April Greiman. DOES IT MAKE SENSE? Design Quarterly #133 (Design for special issue of Design Quarterly, no. 133). 1986 467

Lithograph, opened: 27 1/8 × 76 1/8" (68.9 × 193.4 cm). Gift of the designer

Artist, April Greiman:  Hi, I am April Greiman. You're looking at a work called DOES IT MAKE SENSE?. It's a two-foot by six-foot offset lithographed portrait of me. The piece originally folds down into a magazine format for a journal called Design Quarterly.

 I used the first professional video equipment from Sony that hooked up to my Macintosh.  It would actually scan the video image and make it into pixels. For me, the video texture was something really appealing.
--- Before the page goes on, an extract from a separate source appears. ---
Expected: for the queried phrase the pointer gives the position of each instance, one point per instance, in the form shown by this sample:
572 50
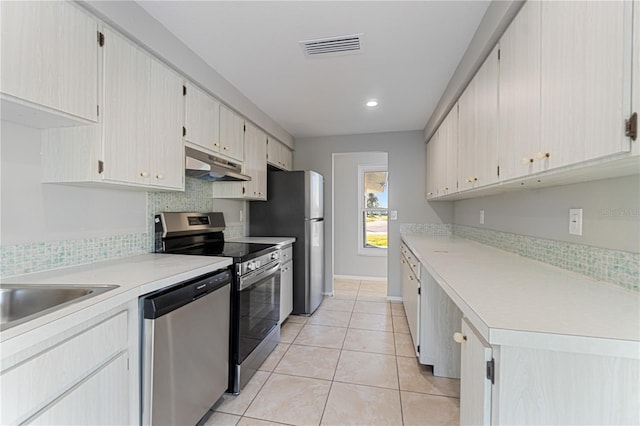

It was like a weaving.

​​ I kept hearing critics saying that this was crap and they'd rather just keep working with a pencil and a pen. I finally just said, for me, the computer was just another pencil, another way to express your ideas visually. But in fact, I found it to be the first really smart tool that was co-creative. My idea pushed through this technological tool came out with a hybrid of things that I couldn't have imagined, nor could I have ever sketched with a pencil.

I was struggling, at that time, being criticized for ruining design. And I found this interesting quote from Ludwig Wittgenstein, who was an architect in Vienna. It says, "If you give it a sense, it makes sense." The digitized portrait of myself using a new technology is the outcome of making sense of who I was and what I explore creatively.